A PEC 27/2024 é a materialização constitucional deste entendimento. Ela reconhece que a reparação não é um tema setorial, mas a fundação sobre a qual um novo projeto de nação deve ser erguido. A criação do FNREPIR é estratégica em sua concepção:

Ao financiar projetos econômicos, culturais e sociais especificamente voltados para a população negra, o Fundo ataca o cerne da desigualdade: a disparidade na geração e acumulação de riqueza. Ele é um mecanismo para romper o ciclo de desvantagem histórica que impede o pleno florescimento econômico das comunidades negras.

A previsão de recursos provenientes de indenizações de empresas que lucraram com a escravidão é um ato de profunda justiça simbólica e material. Estabelece o princípio de que a riqueza acumulada por meio da exploração deve ser direcionada para reparar os danos por ela causados. O aporte inicial obrigatório da União de R$ 20 bilhões sinaliza o compromisso do Estado em priorizar esta agenda.

A PEC surge num contexto de décadas de tentativas frustradas de criar fundos de promoção da igualdade racial, frequentemente arquivados sem debate. Ao elevar o Fundo ao patamar constitucional, a proposta busca blindá-lo contra a instabilidade política e conferir-lhe a permanência e seriedade que a magnitude da dívida histórica exige.

Dessa forma a PEC 27/2024 transcende a ideia de uma política pública específica.

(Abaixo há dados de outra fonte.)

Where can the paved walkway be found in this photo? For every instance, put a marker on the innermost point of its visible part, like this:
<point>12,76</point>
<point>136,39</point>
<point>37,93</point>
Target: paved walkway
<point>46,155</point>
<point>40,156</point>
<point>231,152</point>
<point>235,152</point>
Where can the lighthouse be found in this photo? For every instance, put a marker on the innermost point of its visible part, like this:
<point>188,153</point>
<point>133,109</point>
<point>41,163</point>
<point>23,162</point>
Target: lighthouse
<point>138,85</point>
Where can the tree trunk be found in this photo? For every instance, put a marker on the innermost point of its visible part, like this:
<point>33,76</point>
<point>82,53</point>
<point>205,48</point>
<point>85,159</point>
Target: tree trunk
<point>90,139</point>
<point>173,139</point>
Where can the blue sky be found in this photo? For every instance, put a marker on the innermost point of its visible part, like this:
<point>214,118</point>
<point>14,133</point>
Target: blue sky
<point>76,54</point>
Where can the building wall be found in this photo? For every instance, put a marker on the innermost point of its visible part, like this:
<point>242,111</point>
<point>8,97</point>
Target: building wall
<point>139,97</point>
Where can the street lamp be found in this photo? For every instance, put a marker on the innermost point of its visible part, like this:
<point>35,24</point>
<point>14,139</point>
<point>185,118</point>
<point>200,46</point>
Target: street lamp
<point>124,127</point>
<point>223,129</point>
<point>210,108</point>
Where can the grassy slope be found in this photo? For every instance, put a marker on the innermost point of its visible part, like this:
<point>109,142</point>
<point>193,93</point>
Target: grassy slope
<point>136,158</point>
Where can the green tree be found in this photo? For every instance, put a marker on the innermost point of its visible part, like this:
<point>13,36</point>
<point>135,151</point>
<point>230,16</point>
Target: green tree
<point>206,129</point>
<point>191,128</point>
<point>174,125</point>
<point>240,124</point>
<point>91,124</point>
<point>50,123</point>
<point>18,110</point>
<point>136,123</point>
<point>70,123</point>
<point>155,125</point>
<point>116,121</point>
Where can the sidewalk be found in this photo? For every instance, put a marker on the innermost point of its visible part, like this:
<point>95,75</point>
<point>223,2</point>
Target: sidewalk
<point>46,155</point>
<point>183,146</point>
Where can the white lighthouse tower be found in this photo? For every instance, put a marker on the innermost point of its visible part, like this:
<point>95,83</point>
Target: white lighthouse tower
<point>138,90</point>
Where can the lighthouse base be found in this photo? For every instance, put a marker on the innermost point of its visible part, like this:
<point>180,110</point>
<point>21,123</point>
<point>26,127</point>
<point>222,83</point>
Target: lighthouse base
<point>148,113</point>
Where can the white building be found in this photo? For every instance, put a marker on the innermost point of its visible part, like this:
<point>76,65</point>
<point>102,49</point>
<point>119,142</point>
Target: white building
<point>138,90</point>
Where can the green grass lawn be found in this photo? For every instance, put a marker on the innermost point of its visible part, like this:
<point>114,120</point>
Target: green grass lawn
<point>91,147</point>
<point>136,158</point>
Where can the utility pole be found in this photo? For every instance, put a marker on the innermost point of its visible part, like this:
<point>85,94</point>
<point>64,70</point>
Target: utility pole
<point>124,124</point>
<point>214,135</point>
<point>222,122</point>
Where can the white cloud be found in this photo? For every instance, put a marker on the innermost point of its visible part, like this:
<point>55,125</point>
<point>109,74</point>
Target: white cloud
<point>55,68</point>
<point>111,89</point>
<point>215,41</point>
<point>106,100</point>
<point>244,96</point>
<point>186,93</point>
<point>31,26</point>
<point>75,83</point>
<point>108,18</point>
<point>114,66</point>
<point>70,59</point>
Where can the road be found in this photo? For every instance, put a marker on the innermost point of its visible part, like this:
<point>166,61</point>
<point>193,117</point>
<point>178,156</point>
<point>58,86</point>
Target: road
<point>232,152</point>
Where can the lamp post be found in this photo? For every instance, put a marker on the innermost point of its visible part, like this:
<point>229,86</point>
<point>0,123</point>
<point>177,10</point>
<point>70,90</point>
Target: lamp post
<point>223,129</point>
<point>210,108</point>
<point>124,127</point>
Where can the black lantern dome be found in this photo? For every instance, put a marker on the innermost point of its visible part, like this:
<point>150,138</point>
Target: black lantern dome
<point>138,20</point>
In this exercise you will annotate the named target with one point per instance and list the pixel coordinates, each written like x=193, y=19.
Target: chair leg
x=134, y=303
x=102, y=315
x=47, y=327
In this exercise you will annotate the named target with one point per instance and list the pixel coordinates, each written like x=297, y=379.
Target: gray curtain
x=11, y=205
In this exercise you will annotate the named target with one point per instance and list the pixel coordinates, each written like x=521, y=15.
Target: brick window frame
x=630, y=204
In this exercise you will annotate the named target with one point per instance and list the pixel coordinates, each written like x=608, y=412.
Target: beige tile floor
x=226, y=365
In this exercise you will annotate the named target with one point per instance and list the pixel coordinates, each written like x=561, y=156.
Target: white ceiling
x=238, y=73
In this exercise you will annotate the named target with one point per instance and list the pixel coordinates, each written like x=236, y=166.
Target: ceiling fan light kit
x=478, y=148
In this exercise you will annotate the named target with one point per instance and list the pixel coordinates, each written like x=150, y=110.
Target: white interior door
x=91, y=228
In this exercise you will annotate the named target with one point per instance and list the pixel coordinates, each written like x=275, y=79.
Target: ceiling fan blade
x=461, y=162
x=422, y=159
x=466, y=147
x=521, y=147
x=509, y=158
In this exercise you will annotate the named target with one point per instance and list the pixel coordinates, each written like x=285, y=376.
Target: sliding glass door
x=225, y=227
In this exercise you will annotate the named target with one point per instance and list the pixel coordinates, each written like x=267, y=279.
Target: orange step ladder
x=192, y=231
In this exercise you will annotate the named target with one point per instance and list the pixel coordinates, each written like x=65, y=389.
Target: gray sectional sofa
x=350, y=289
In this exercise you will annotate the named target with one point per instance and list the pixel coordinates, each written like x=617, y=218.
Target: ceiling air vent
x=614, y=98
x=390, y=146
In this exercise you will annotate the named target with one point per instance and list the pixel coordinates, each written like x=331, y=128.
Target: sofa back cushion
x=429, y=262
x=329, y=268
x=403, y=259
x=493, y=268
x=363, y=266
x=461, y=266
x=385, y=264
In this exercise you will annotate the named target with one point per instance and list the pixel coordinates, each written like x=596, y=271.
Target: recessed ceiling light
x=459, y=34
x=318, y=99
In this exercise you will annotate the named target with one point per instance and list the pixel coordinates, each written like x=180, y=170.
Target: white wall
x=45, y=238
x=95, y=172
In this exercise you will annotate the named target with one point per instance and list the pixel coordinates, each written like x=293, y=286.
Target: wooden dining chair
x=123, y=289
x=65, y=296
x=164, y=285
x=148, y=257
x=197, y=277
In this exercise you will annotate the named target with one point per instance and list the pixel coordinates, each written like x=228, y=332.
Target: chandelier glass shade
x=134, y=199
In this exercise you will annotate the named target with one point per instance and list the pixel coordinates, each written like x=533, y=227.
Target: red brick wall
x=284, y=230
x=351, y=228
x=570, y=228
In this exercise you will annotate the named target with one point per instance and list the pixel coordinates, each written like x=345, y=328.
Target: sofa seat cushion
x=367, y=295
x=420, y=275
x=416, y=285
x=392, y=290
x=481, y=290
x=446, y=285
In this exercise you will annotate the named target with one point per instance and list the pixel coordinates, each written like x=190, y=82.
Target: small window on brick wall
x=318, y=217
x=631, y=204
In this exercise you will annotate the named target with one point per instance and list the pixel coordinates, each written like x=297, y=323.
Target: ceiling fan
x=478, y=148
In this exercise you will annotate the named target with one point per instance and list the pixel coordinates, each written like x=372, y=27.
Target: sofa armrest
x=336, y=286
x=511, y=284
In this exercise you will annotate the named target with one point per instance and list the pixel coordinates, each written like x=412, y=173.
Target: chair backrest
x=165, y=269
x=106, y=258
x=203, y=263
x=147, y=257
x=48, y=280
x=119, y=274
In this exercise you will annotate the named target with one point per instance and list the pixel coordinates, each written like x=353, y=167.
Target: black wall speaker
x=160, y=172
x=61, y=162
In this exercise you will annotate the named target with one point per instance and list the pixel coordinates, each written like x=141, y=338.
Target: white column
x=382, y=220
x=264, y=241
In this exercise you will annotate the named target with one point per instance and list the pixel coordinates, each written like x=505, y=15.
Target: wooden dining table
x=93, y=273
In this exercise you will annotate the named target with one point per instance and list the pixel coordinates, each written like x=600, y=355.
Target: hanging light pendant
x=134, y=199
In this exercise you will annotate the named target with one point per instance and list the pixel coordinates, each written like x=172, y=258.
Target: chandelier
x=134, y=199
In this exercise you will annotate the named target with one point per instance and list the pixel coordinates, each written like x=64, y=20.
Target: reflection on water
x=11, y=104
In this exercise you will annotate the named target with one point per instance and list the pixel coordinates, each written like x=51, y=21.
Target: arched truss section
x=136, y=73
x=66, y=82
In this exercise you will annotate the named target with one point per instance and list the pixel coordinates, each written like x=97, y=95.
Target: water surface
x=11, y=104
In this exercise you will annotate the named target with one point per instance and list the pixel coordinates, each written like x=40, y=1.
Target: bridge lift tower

Ela é um projeto de nação. É o reconhecimento explícito de que a única possibilidade de desenvolvimento para o Brasil passa necessária e inevitavelmente pela reparação histórica da população negra. Não se trata de benevolência, mas de justiça e de pragmatismo econômico inteligente.

Investir na reparação é investir no desenvolvimento. Significa incorporar milhões de brasileiros e brasileiras ao mercado consumidor, ao empreendedorismo inovador, à produção de cultura e à geração de riqueza em seu pleno potencial. Aprovar esta PEC é, portanto, mais do que um ato de justiça histórica; é a decisão estratégica mais crucial para o futuro do Brasil. É a admissão de que só seremos uma nação desenvolvida quando formos, finalmente, uma nação justa.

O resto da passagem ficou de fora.